For companies selling to millennial conscious consumers, Joro is a targeted advertising channel. Companies like Whole Foods, for instance, will pay Joro to engage users who have made commitments to eat less meat. This model is similar to Mint.com’s.
Joro also earns revenue through subscription fees. We partner with Terrapass to offer personalized monthly offset subscriptions from $12/mo, taking a transaction fee ($1/mo, margins improve with scale). A survey of 25-35 year olds in Boston revealed 20% were willing to pay a up to $12/mo to lower their footprint, demonstrating demand alignment.
Return on investment
Our only costs are mobile development, server fees, and marketing. We estimate our team will require $500K to scale Joro to 10K weekly active users. Initial investor conversations indicate a $4M post-money valuation for an initial funding round, indicating an 8X ROI.

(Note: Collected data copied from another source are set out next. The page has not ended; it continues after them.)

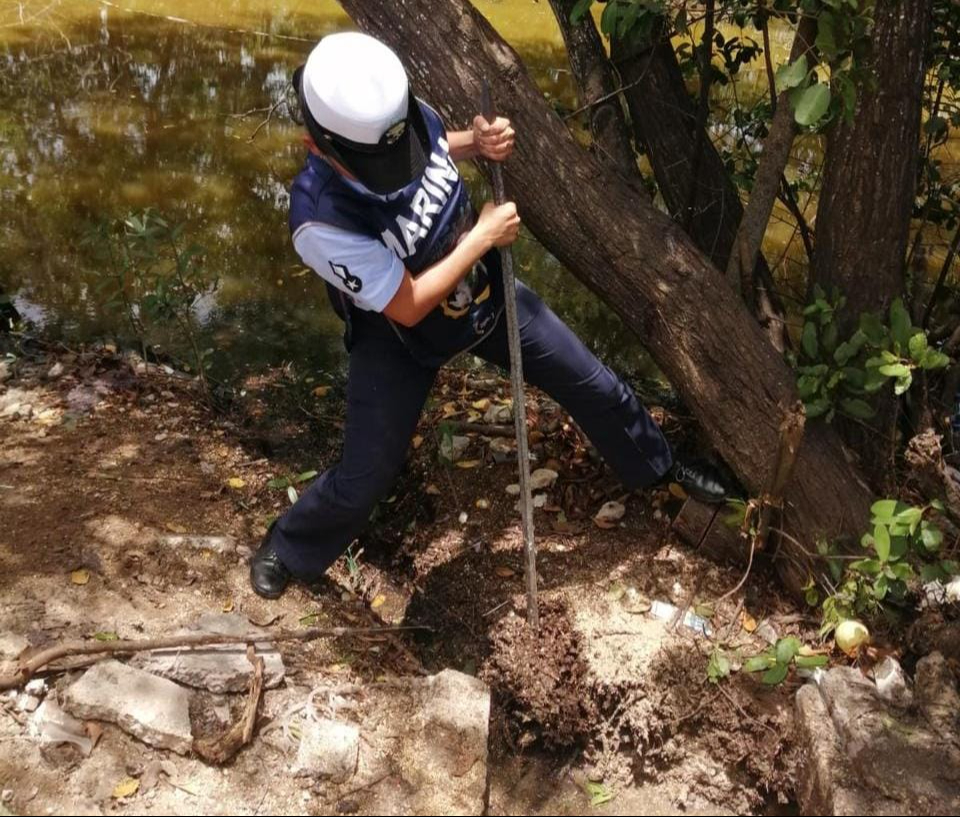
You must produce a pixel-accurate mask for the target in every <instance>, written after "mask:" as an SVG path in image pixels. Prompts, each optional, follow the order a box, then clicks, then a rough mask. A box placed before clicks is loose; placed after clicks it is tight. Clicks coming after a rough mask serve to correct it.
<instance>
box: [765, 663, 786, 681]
mask: <svg viewBox="0 0 960 817" xmlns="http://www.w3.org/2000/svg"><path fill="white" fill-rule="evenodd" d="M788 672H790V665H789V664H777V665H776V666H773V667H771V668H770V669H768V670H767V671H766V672H765V673H764V674H763V678H761V680H762V681H763V683H765V684H766V685H767V686H776V685H777V684H782V683H783V681H784V679H785V678H786V677H787V673H788Z"/></svg>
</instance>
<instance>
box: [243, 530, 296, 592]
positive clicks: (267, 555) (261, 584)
mask: <svg viewBox="0 0 960 817" xmlns="http://www.w3.org/2000/svg"><path fill="white" fill-rule="evenodd" d="M292 578H293V574H292V573H291V572H290V571H289V570H288V569H287V566H286V565H285V564H284V563H283V562H282V561H281V560H280V554H278V553H277V551H276V550H274V547H273V544H272V543H271V542H270V532H269V531H268V532H267V535H266V537H264V540H263V544H262V545H260V549H259V550H257V552H256V553H255V554H254V557H253V559H252V560H251V561H250V584H252V585H253V590H254V592H255V593H256V594H257V595H258V596H263V598H265V599H278V598H280V596H282V595H283V591H284V590H286V589H287V585H288V584H290V580H291V579H292Z"/></svg>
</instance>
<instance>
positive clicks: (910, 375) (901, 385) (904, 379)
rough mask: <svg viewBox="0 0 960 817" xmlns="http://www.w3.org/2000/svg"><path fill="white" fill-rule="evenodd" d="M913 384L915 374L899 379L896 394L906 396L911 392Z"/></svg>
mask: <svg viewBox="0 0 960 817" xmlns="http://www.w3.org/2000/svg"><path fill="white" fill-rule="evenodd" d="M912 384H913V373H912V372H911V373H909V374H905V375H903V376H902V377H898V378H897V385H896V386H895V387H894V389H893V391H894V394H905V393H906V392H908V391H909V390H910V386H911V385H912Z"/></svg>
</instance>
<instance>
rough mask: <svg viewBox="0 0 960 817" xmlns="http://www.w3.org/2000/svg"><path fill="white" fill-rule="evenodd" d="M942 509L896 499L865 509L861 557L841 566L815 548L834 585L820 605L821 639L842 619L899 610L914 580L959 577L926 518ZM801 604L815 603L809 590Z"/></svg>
mask: <svg viewBox="0 0 960 817" xmlns="http://www.w3.org/2000/svg"><path fill="white" fill-rule="evenodd" d="M942 511H943V505H942V504H941V503H940V502H939V501H938V500H934V501H933V502H931V503H929V504H928V505H924V506H922V507H916V506H912V505H908V504H906V503H904V502H901V501H899V500H896V499H881V500H880V501H878V502H875V503H874V504H873V506H872V508H871V514H872V518H871V524H872V525H873V530H872V531H869V532H867V533H865V534H864V535H863V538H862V539H861V545H862V546H863V548H864V549H865V550H866V551H868V555H867V556H865V557H864V558H862V559H856V560H853V561H850V562H847V563H844V562H843V561H842V560H841V559H840V558H839V557H838V556H837V555H836V554H834V553H833V552H832V549H831V548H830V547H829V546H828V545H827V544H826V543H824V542H821V543H819V544H818V549H819V550H820V554H821V556H822V557H823V558H824V559H825V560H826V561H827V563H828V565H829V568H830V572H831V574H832V577H833V581H834V583H835V588H834V590H833V592H832V593H830V594H829V595H827V597H826V598H825V599H824V601H823V626H822V627H821V632H822V633H823V634H824V635H826V634H827V633H829V632H831V631H832V630H833V629H834V628H835V627H836V626H837V625H838V624H839V623H840V622H841V621H843V620H844V619H847V618H868V619H869V618H873V617H875V616H876V615H877V614H879V613H881V612H888V613H892V612H893V611H894V610H895V609H896V608H898V607H903V606H904V605H905V604H907V603H908V602H909V597H910V593H911V590H915V589H916V585H917V583H918V582H923V583H927V582H930V581H934V580H944V579H948V578H949V577H951V576H953V575H956V574H957V573H960V564H958V563H957V562H956V561H955V560H954V559H952V558H945V557H944V555H943V553H942V548H943V533H942V532H941V530H940V529H939V527H937V524H936V522H935V521H934V520H933V519H932V518H931V516H932V515H933V514H934V513H935V512H942ZM844 564H846V568H844ZM807 601H808V602H809V603H811V604H816V603H817V602H818V601H819V595H818V594H817V592H816V589H815V588H813V587H812V586H811V587H810V588H808V597H807Z"/></svg>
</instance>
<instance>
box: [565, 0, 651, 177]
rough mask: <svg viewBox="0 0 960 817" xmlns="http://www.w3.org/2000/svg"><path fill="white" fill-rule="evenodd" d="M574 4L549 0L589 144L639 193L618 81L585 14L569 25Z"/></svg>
mask: <svg viewBox="0 0 960 817" xmlns="http://www.w3.org/2000/svg"><path fill="white" fill-rule="evenodd" d="M576 4H577V0H550V6H551V7H552V8H553V14H554V16H555V17H556V18H557V24H558V25H559V26H560V31H561V33H562V34H563V41H564V43H565V44H566V46H567V58H568V59H569V61H570V70H571V71H572V72H573V78H574V80H575V81H576V83H577V89H578V91H579V95H580V104H581V105H582V106H589V112H588V117H589V121H590V132H591V133H592V134H593V144H594V146H595V148H596V150H597V152H598V153H599V154H600V155H601V156H602V157H603V159H604V160H605V161H607V162H608V163H609V164H610V167H612V168H614V169H615V170H616V171H617V172H618V173H622V174H623V176H624V177H625V178H626V179H627V181H628V182H630V183H631V184H632V185H634V186H635V187H636V188H637V189H638V190H643V189H644V188H643V180H642V178H641V177H640V170H639V168H638V167H637V156H636V154H635V153H634V150H633V144H632V143H631V141H630V131H629V130H628V129H627V120H626V117H625V116H624V115H623V108H622V107H621V102H620V96H619V94H617V87H618V86H619V84H620V82H619V79H618V78H617V77H616V76H615V74H614V71H613V66H612V65H611V64H610V61H609V60H608V59H607V53H606V51H605V50H604V48H603V41H602V40H601V39H600V34H599V33H598V32H597V27H596V25H594V22H593V17H591V16H590V15H589V14H585V15H584V16H583V17H582V18H581V19H580V21H579V22H577V23H571V22H570V14H571V13H572V12H573V8H574V6H576Z"/></svg>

Based on relevant literature, 10% average emissions reduction across active users is a good assumption. Assuming users have an average footprint of 18 tons/year, the initial $500K could reduce emissions by 18,000 tons at $28/ton. Compared to other technologies, Joro is highly cost effective: a company producing 2MW wind turbines at an average cost of $1.5M will need to invest $10M (20X more) to compete with Joro’s emissions savings from 10k active users.
How could we successfully replicate this solution elsewhere?
Successful analogous apps are helpful to estimate the funding and scale potential of Joro. Through conversations with the RunKeeper, Strava, LoseIt!, and MeYou Health teams, we understand that $500K is approximately the initial seed funding required to achieve 10,000 weekly active users. 70% of costs are salaries, 15% are marketing, and 15% are overhead, legal, and technology fees.
There is enormous potential for scale. Fitbit had 25M active users in 2017. In 2018, Strava is adding a million new users every 40 days. Like Strava, Joro is a purely mobile application and can run on top of existing platforms including phones, Apple Watches, or Fitbits.
To scale, we seek partnerships with organizations who have existing communities of users who are passionate about addressing climate change (e.g. Nature Conservancy, Universities, sustainable employers) and organizations interested in advancing climate-friendly behaviors (e.g. city governments, sustainable companies).